Why are we so captivated by celebrities’ acts of kindness? I have been overly aware, particularly during this past Christmas season, pictures of celebrities offering a day at a soup kitchen, or ballyhooing a good cause, or sharing their talents to benefit a charitable organization. Magazines are filled with pictures and stories of our favorite movie stars or athletes doing good. Alongside the commercials of luxury cars wrapped in big, red bows are segments featuring movie stars or pro-athletes asking us to join them in supporting one cause or another.
Every time I see another ad or commercial I wonder if any of them – or us – is asking how we can impact the systemic reasons why people live in poverty. Why some people are privileged over others? Or what drives us, especially in the United States, to celebrate celebrity rather than do the hard work of changing the systems?
I have also been keenly aware of how the message of this past Christmas season was co-opted by our over-identification with our consumer tendencies. Pastor Nadia Bolz-Weber wrote in a post on Patheos that the platitudes about Christmas include “the F’s–family, food, fellowship, presents we give to ourselves.” She doesn’t deny that those things are part of Christmas, but reminds us that they are not the “essence” of Christmas. “In a strange twist of history” she writes, “St. Nicholas himself has been turned from a gaunt self-sacrificial loving person who served others into jolly old St. Nick…over weight, and the cosmic sugar daddy that fulfills all the dreams of our materialistic little American hearts.”
That message was been particularly disturbing to me this past Christmas. It was amazing to me how mixed the messages are about Jesus and Santa in popular Christmas songs that are played. The same holds true for the images on the majority of the Christmas TV specials. Pictures of Santa bringing smiles to the faces of middle-class, white children while “O Little Town of Bethlehem” plays in the background. No wonder so many of us still think of God as an old man with a white beard who rewards us for being good. And if God is Santa, then is Jesus Santa’s elf who delivers the reward?

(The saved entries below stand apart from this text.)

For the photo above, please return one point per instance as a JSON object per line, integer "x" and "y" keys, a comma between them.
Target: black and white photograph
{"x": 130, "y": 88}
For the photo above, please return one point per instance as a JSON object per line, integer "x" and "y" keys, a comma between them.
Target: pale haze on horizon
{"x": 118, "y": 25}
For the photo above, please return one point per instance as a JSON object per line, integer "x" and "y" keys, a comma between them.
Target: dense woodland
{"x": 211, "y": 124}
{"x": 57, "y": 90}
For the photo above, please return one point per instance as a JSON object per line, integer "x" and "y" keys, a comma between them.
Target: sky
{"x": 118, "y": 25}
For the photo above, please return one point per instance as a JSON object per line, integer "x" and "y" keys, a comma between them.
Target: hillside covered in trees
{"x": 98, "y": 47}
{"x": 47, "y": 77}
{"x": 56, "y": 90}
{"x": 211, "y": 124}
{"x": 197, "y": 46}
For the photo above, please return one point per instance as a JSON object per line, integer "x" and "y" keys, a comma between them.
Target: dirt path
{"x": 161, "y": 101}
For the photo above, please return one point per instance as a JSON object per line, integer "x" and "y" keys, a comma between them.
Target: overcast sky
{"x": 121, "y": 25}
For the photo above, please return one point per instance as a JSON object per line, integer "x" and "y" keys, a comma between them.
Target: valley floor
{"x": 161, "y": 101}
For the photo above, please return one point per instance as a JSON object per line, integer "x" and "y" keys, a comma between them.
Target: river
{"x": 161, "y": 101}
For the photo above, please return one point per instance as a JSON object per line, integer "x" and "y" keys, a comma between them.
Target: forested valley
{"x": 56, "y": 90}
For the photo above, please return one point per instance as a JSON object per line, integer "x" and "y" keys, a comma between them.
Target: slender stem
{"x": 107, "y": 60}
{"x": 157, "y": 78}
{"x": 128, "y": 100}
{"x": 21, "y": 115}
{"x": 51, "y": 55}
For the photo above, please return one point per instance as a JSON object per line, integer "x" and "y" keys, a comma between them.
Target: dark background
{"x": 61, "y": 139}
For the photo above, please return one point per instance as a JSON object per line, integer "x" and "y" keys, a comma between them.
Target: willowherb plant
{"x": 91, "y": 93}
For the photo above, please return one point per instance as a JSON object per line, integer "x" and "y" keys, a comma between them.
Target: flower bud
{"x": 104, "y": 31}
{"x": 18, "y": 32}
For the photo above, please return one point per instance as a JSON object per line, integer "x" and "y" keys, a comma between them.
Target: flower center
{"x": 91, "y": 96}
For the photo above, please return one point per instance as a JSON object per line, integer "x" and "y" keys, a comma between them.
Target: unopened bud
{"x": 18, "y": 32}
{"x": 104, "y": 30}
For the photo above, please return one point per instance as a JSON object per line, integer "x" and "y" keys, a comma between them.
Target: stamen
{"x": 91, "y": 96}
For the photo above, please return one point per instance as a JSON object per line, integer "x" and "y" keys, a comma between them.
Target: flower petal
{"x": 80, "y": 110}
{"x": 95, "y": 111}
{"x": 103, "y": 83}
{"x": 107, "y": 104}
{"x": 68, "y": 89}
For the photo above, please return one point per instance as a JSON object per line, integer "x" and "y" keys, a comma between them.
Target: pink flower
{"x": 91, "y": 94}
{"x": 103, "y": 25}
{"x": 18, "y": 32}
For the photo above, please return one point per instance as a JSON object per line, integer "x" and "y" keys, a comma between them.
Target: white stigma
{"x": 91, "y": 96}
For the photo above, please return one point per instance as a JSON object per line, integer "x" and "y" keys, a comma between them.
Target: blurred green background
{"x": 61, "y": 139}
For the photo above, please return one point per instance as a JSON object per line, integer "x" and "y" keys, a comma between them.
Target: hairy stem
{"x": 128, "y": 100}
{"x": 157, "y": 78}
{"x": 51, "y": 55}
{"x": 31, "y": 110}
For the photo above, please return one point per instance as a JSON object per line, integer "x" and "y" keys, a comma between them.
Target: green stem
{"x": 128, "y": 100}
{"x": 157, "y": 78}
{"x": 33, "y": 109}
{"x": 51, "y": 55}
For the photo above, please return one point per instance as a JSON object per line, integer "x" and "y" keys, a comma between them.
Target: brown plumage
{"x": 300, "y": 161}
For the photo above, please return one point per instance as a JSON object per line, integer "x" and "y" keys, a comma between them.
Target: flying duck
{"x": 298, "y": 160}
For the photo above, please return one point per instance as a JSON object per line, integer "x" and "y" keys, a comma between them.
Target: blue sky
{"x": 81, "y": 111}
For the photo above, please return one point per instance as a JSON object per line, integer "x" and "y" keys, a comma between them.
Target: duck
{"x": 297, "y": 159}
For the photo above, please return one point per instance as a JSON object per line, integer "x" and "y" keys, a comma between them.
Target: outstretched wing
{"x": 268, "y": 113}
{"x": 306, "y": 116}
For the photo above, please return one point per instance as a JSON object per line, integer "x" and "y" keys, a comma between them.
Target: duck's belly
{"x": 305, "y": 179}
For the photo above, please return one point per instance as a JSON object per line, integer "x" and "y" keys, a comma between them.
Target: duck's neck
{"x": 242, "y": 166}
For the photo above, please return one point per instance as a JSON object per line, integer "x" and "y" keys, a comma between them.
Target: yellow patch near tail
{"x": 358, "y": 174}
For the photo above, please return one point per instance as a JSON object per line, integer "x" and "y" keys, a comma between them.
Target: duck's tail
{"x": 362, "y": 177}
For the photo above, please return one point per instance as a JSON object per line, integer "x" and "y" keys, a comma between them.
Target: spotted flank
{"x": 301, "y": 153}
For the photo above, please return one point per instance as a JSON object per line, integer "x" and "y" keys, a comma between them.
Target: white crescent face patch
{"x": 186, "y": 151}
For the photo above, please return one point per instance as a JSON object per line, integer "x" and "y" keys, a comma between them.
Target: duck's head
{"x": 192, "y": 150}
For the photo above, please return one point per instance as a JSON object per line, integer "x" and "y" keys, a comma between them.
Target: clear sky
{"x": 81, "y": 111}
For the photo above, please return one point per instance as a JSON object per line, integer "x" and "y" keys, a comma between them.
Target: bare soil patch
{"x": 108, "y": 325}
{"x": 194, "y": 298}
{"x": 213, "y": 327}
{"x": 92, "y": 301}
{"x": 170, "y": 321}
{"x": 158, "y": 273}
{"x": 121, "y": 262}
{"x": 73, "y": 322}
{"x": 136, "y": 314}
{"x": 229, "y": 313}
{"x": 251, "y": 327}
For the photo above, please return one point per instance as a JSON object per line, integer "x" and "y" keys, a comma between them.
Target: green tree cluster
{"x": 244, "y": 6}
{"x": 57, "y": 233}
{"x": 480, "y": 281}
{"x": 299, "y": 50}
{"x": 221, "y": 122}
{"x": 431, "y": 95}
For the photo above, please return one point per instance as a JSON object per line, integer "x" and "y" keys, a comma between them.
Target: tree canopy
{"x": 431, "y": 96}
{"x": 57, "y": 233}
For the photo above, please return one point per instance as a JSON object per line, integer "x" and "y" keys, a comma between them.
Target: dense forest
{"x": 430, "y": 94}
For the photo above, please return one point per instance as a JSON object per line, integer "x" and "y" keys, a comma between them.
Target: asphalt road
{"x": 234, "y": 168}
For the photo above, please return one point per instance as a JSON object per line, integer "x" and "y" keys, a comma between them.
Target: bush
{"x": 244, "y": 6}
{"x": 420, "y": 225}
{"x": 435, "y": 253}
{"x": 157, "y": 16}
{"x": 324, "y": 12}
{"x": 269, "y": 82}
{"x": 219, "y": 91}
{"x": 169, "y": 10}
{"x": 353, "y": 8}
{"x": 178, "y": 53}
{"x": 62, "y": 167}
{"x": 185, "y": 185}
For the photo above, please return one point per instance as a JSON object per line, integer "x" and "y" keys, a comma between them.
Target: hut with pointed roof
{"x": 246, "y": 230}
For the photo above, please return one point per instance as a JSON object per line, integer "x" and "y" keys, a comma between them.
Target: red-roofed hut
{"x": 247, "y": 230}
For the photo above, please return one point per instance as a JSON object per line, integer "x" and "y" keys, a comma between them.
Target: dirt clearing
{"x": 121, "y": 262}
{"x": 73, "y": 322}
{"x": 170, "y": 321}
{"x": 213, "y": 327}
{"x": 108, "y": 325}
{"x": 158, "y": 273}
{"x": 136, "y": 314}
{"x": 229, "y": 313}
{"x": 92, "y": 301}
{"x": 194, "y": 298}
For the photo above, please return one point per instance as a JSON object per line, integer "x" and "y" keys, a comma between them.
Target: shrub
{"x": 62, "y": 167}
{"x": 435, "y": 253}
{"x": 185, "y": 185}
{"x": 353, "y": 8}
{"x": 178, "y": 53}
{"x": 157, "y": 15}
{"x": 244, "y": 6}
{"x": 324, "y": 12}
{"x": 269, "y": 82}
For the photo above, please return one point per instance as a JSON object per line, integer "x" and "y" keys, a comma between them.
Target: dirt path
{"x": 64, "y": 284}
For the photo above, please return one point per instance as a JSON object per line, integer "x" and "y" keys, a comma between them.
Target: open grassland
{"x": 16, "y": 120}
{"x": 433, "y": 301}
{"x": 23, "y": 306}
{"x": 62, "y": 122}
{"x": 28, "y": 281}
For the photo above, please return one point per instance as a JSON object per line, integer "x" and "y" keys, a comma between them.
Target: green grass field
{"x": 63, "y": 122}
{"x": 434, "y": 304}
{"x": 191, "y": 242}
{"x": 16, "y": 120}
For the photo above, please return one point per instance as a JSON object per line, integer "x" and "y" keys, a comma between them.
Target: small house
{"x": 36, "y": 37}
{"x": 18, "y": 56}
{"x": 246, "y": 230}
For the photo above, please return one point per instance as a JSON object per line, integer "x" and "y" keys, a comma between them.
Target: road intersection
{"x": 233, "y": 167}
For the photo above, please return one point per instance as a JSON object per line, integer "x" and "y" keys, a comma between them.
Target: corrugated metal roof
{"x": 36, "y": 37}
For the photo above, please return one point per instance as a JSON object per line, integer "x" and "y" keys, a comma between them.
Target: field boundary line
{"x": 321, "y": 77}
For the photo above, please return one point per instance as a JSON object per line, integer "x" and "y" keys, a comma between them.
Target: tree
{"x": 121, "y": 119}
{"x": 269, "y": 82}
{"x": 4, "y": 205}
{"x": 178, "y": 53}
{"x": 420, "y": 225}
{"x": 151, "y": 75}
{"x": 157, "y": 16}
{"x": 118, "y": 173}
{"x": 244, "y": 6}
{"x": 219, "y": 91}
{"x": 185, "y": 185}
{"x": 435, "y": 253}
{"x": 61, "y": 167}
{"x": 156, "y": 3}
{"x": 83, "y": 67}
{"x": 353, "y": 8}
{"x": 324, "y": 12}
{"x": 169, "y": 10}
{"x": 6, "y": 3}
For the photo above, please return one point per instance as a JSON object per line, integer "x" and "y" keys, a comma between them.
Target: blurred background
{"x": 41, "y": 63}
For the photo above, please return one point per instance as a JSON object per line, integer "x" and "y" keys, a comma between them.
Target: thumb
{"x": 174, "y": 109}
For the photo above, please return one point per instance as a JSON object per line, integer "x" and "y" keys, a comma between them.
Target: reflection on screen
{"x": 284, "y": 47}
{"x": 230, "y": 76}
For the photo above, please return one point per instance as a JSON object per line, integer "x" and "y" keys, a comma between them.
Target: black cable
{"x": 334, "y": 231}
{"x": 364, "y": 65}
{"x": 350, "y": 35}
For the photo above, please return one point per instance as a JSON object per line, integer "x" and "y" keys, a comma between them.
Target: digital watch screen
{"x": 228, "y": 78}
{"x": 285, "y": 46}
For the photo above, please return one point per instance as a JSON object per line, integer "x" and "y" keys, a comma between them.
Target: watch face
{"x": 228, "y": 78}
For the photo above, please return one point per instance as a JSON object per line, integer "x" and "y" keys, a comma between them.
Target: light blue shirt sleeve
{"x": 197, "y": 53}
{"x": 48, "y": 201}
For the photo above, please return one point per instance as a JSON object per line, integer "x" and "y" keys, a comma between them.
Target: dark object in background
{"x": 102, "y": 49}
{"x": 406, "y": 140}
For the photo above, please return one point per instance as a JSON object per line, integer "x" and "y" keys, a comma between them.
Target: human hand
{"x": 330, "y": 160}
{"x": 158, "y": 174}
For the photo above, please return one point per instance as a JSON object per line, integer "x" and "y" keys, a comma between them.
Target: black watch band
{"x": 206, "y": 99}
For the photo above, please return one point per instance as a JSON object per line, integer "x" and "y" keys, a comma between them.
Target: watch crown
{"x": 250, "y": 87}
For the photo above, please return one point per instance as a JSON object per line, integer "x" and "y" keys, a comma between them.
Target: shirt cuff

Popular Christmas celebrations have come and gone, but in Detroit this summer (and this is one of the major reasons I think our church needs to show up in Detroit) young people will learn about the true meaning of Christmas, which is incarnation, the giving of the self for the sake of the other. How can we celebrate Christmas every day?
Our church needs to show up in Detroit this summer; we need to incarnate the self-giving love of Christ. That is what followers of Jesus do.